SaaS Detection and Response (SaaSDR) enables you to understand the compliance posture of your SaaS applications. For Office 365, you can validate your environment against CIS controls using SaaSDR.
The Center for Internet Security (CIS) has published CIS benchmarks for O365 that can be validated using SaaSDR. Several of these controls can only be validated using PowerShell commands executed in your Azure environment. To accomplish this, you also need to install the PowerShell Module (PM) in your Azure environment as mentioned in Step 4 below.
1) The instructions involve running a script that uses the Azure CLI. Please make sure you have the Azure CLI v 2.32.0 installed.
To download Azure CLI, click here.
2) For Windows, ensure you have a bash terminal installed, for example Cygwin. This is used to execute the script to complete the install.
3) An active paid subscription of Microsoft Azure to create a serverless deployment containing following resources-
- Azure Function App
- Azure Storage Account
- Azure Key Vault
All these resources would be created in a separate Azure resource group for easy management.
4) Ensure LegacyAuthProtocolsEnabled is enabled (enabled by default from Microsoft) for Office 365 Sharepoint Online. It can be enabled by the following Powershell command - Set-SPOTenant -LegacyAuthProtocolsEnabled $True
Follow these steps to create a Office 365 Connector:
2) Create Connector in SaaSDR with Office 365 as application
1) Download the qualys_azure_setup.zip file by clicking here. This file contains the required code for the Azure functions that validate individual controls as well as the script to be executed (qualys_azure_installation.sh).
2) Unzip the file that you downloaded in a temp folder.
3) Open Bash Terminal.
4) Execute the qualys_azure_installation.sh script as - sh qualys_azure_installation.sh
5) Enter O365 domain you wish to scan and the admin user credentials. Pre-requisites for the user are:
a. User should have the following permissions -
- Global Reader
- Compliance Admin
- Teams Administrator
- Privileged Role Administrator
b. Should have MFA disabled. This is required because not all powershell modules support alternate/modern way of authentication.
Note: To disable MFA, a new conditional access rule needs to be created to exclude this user from MFA. (refer: https://aad.portal.azure.com/#blade/Microsoft_AAD_IAM/ConditionalAccessBlade/Policies)
6) Select the Qualys Cloud Platform Number from the displayed list. You can find this number where Customer’s subscription has been enabled.
You will be redirected to a browser window where you can login to Microsoft Azure portal.
7) Login using an admin user with “Global Administrator” role to an active paid subscription of Microsoft Azure.
8) Once you are logged in, choose a required option from the list of the displayed subscriptions.
9) Choose the region in which the functions need to be installed.

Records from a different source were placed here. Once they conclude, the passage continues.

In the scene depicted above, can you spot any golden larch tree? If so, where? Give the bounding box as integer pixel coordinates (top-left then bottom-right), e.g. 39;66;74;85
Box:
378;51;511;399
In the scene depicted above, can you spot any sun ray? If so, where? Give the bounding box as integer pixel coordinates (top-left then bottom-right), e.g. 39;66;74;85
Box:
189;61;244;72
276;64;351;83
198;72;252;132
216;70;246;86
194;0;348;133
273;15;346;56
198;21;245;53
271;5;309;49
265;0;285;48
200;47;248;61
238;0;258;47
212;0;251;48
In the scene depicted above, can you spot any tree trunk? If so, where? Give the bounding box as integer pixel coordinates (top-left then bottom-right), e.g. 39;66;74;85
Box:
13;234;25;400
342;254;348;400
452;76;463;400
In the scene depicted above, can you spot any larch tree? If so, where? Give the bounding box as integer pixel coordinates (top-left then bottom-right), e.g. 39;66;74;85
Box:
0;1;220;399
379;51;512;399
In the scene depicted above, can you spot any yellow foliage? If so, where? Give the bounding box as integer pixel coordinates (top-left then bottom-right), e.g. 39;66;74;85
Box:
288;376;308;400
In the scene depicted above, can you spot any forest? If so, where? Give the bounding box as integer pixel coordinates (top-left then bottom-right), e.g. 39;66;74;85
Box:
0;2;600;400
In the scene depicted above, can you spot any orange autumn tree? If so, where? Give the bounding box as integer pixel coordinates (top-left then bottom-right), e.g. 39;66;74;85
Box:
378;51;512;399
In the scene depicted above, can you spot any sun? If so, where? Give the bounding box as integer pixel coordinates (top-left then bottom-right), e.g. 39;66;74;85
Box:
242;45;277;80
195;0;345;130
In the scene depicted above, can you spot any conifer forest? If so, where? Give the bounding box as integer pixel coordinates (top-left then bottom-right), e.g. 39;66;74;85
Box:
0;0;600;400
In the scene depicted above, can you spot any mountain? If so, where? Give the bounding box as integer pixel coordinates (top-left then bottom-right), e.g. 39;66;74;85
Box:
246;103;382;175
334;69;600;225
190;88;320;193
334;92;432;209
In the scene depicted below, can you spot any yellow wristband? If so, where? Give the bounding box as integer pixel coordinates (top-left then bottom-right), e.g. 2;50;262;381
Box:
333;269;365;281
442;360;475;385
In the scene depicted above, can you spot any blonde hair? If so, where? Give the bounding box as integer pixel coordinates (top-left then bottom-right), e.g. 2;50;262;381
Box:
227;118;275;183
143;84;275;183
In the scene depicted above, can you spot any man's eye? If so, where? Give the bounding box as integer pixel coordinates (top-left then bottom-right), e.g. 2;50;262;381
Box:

10) After all the resources are created, uploading of the functions is initiated. This step will take about 10-15 minutes. Please do not stop this upload.
11) Once the functions are uploaded, the Application ID, Application Key, Function Name and Function Key are displayed at the console.
12) Once app deployment is successful, go to the Azure portal (https://portal.azure.com/) to grant consent for the required permissions.
i) Go to Azure Active Directory > App registrations
ii) Select the registered app
iii) Go to API permissions and click Grant admin consent for Qualys
1) On the SaaSDR UI, go to Configuration > Connectors and click Create Connector.
2) On the Create Connector page, select Office 365 from the SaaS drop-down menu.
3) Provide the Application Id, Application Key, Function Name and Function Key received in the previous steps.
4) Click Create Connector.
You will be redirected to the login page of the application where you need to login using your administrator credentials (This user should be a Global Administrator to be able to Grant Access to newly created application). Once your connector is created, it is listed in the Configurations > Connectors list. Here you can check the status and other details of the connector.
That's it!
Once the application is connected, a scan is initiated to pull metadata from the application. This step may take some time to complete based on the number of resources to be catalogued in your application.